Mentre dentro il governo si litiga, continuano a passare quasi inosservati i segnali sulla frenata dell’economia. Il rallentamento partito dagli Stati Uniti comincia a farsi sentire anche in Europa. Non stiamo parlando dell’Italia che ha dovuto rivedere le stime di crescita ma della Germania. La locomotiva europea sta perdendo colpi. L’Ufficio federale di statistica Destatis, l’Istat tedesco, ha reso noti i dati sulle esportazioni di novembre, calate dello 0,4% rispetto al mese precedente rimanendo invariate nell’arco di un intero anno. Nello stesso periodo il surplus commerciale della Germania è calato da 23,8 a 20,5 miliardi di euro. Un settore fondamentale per l’industria tedesca come quello dell’export è quindi vicino alla stagnazione.
Il ministro delle Finanze, Olaf Scholz in un’intervista con il settimanale Der Spiegel, aveva detto preoccupato che “il periodo delle vacche grasse è terminato” annunciando per l’anno appena incominciato una flessione delle entrate per il fisco e per la prima volta da sei anni un bilancio pubblico non più in attivo. Il governo ha abbassato le sue previsioni di crescita del prodotto interno lordo dall’1,8 all’1,5%, al di sotto quindi della media europea fissata dalla Commissione intorno all 1,7%. L’istituto economico IFO di Monaco di Baviera, ha abbassato le stime di crescita addirittura all’1,1%. E se la locomotiva tedesca rallenta, l’impatto a cascata si farà sentire a breve, in quei Paesi che più sono legati all’economia di Berlino. Per l’Italia questo significa che ai fattori di debolezza endogeni strutturali si somma un trend generale negativo. Sono mesi che gli istituti economici internazionali sostengono che il ciclo positivo durante oltre dieci anni si sta esaurendo e che dietro l’angolo c’è una nuova fase di recessione.
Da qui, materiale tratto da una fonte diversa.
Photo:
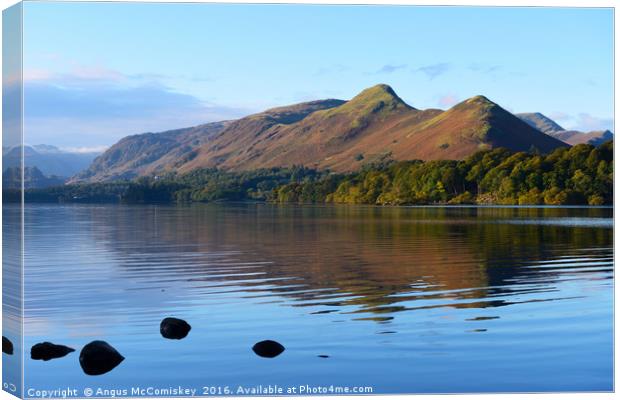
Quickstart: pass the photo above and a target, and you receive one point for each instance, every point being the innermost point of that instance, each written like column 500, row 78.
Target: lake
column 397, row 299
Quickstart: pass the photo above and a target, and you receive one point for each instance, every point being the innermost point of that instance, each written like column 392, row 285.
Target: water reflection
column 370, row 281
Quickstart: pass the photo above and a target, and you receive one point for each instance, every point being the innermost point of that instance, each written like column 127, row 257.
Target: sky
column 96, row 72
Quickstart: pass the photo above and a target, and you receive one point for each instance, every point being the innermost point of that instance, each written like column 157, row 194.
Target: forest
column 579, row 175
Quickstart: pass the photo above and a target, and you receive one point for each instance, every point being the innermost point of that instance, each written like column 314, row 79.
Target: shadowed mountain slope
column 573, row 137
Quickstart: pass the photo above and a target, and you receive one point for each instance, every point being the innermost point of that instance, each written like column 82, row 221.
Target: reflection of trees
column 380, row 260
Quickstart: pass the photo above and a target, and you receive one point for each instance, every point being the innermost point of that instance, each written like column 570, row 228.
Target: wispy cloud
column 588, row 122
column 485, row 68
column 559, row 116
column 583, row 121
column 390, row 68
column 434, row 70
column 85, row 150
column 91, row 106
column 331, row 69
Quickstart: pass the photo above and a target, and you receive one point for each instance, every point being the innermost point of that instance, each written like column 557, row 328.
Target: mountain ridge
column 342, row 136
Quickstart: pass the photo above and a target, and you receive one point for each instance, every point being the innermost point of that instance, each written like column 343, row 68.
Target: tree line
column 579, row 175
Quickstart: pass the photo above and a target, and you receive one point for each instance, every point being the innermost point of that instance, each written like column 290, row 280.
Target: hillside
column 49, row 160
column 541, row 122
column 595, row 138
column 572, row 137
column 375, row 125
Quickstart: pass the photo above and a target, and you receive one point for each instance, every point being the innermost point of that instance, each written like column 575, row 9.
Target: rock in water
column 174, row 328
column 268, row 349
column 7, row 346
column 98, row 357
column 46, row 351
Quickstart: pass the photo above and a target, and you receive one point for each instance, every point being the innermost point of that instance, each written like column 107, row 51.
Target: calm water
column 404, row 300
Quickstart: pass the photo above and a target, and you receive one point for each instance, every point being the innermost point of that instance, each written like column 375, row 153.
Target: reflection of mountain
column 377, row 260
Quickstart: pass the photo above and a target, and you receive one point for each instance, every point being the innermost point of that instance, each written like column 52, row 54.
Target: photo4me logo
column 180, row 391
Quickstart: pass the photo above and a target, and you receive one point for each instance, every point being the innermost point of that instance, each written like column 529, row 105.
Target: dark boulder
column 46, row 351
column 7, row 346
column 268, row 349
column 174, row 328
column 98, row 357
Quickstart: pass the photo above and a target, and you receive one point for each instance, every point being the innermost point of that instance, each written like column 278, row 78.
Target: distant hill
column 551, row 128
column 49, row 160
column 33, row 178
column 376, row 125
column 541, row 122
column 595, row 138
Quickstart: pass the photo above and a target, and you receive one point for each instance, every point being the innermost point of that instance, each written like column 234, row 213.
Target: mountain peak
column 541, row 122
column 378, row 96
column 481, row 100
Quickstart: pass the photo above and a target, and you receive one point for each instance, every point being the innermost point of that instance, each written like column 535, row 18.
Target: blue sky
column 95, row 72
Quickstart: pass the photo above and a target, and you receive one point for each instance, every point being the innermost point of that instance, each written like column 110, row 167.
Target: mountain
column 573, row 137
column 149, row 153
column 49, row 160
column 576, row 137
column 33, row 178
column 330, row 134
column 541, row 122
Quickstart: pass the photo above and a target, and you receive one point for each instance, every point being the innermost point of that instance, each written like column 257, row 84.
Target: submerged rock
column 174, row 328
column 98, row 357
column 7, row 346
column 46, row 351
column 268, row 349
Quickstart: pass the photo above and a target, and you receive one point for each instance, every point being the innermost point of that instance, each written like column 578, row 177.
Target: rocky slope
column 329, row 134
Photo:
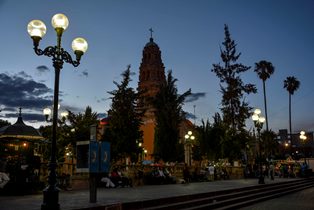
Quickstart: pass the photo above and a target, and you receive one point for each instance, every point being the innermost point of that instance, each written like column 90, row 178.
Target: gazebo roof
column 20, row 130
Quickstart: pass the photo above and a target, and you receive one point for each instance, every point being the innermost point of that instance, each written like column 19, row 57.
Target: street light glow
column 36, row 28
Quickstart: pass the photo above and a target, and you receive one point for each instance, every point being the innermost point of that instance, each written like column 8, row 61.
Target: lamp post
column 47, row 113
column 303, row 139
column 258, row 123
column 37, row 29
column 188, row 147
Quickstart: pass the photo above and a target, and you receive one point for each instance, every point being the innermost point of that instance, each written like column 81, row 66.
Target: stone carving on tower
column 151, row 77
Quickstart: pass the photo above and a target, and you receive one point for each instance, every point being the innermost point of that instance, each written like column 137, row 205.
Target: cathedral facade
column 151, row 77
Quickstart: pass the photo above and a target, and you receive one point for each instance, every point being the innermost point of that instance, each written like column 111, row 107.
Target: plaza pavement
column 79, row 199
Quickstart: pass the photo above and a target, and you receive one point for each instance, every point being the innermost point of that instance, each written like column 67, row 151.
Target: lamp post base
column 51, row 199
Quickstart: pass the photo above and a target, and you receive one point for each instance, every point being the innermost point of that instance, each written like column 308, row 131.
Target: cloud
column 194, row 97
column 20, row 90
column 84, row 73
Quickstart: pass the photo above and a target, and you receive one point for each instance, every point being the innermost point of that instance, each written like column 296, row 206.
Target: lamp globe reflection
column 37, row 29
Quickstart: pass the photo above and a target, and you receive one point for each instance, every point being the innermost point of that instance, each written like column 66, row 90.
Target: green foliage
column 264, row 70
column 77, row 128
column 270, row 146
column 125, row 120
column 234, row 108
column 168, row 105
column 291, row 84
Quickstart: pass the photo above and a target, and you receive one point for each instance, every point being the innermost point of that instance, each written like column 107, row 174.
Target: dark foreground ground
column 80, row 199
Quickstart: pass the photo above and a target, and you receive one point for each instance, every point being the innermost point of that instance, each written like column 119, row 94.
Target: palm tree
column 264, row 69
column 291, row 84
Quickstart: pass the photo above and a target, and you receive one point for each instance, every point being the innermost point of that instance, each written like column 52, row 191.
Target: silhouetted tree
column 234, row 108
column 269, row 143
column 291, row 84
column 124, row 120
column 264, row 70
column 168, row 105
column 4, row 123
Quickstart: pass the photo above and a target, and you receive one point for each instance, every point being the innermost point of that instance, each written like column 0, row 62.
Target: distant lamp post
column 47, row 113
column 37, row 29
column 258, row 123
column 189, row 138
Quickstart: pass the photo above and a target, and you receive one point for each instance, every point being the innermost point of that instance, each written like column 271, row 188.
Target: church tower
column 151, row 77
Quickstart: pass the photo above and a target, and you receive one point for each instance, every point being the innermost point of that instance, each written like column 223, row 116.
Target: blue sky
column 189, row 34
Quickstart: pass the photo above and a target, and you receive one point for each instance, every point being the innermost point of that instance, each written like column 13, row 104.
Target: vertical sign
column 94, row 157
column 104, row 156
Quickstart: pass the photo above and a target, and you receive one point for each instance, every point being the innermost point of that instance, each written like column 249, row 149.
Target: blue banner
column 94, row 157
column 104, row 156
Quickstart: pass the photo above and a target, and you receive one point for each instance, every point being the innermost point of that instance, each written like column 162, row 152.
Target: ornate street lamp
column 189, row 138
column 303, row 139
column 37, row 29
column 258, row 123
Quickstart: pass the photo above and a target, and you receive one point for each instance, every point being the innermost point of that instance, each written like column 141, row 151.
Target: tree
column 169, row 114
column 269, row 143
column 69, row 133
column 125, row 120
column 291, row 84
column 234, row 108
column 264, row 70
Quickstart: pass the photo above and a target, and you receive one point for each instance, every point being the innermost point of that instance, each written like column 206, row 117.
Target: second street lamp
column 189, row 138
column 258, row 123
column 37, row 29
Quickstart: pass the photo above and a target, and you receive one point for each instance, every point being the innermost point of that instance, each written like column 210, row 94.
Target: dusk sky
column 189, row 34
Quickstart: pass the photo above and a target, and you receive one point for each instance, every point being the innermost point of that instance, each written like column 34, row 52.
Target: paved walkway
column 70, row 200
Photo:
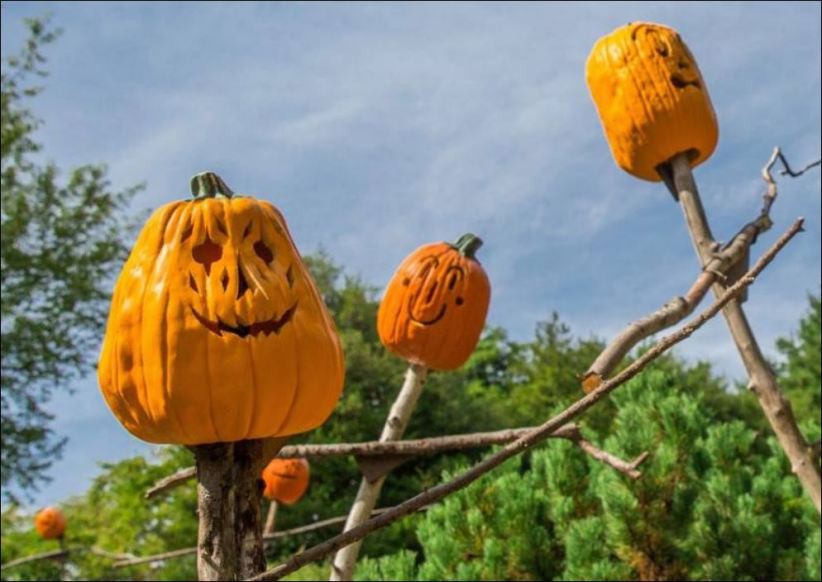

Chi ha messo legna in cascina durante questi anni sarà in grado di fronteggiare la crisi, chi invece, come l’Italia, non ha saputo varare quelle riforme necessarie a cavalcare la congiuntura positiva, subirà un impatto più duro.
Il clima è di estrema incertezza soprattutto politica a pochi mesi da una tornata elettorale difficile quale è quella del voto europeo con l’avanzata delle famiglie populiste che potrebbero stravolgere vecchi equilibri. Pesano anche l’esito incerto della Brexit e la guerra dei dazi scatenata dall’amministrazione Trump. A pesare sull’export tedesco è soprattutto la cattiva performance del settore automobilistico con l’improvviso crollo degli utili e degli ordini. Audi, Mercedes Benz, Bmw o il gruppo Volkswagen sono alle prese con una diminuzione delle vendite in alcuni mercati chiave come quello cinese e asiatici tra il 20 e il 40%.
Nel settore dei veicoli a trazione elettrica i costruttori tedeschi hanno perso definitivamente la leadership e nella tecnologia sono stati superati da Cina e Stati Uniti. E se entra in crisi un settore chiave come quello automobilistico - dal quale in Germania dipendono 800 mila posti di lavoro e ben il 60% della crescita del Pil nazionale -, il rischio di contagio per il resto delle industrie tedesche è molto alto. Per questo il governo è corso ai ripari ed è pronto a varare un piano di emergenza per sostenere il Pil, con investimenti pubblici nelle infrastrutture del Paese. Gli interventi verrebbero adeguati a seconda della gravità della crisi e ammonterebbero da un minimo di 17 ad un massimo di 35 mi- liardi di euro. Sono stati già approvati dal Consiglio dei ministri, sgravi fiscali per i cittadini e le imprese per un ammontare solo quest’anno di 15 miliardi di euro. Si tratta di misure che finora Berlino aveva ostacolato per Paesi in crisi come la stessa Italia, in nome del rispetto della disciplina di bilancio è del rigore finanziario. Ma quando la crisi morde, le regole vengono riposte in un cassetto anche dalla severa Germania.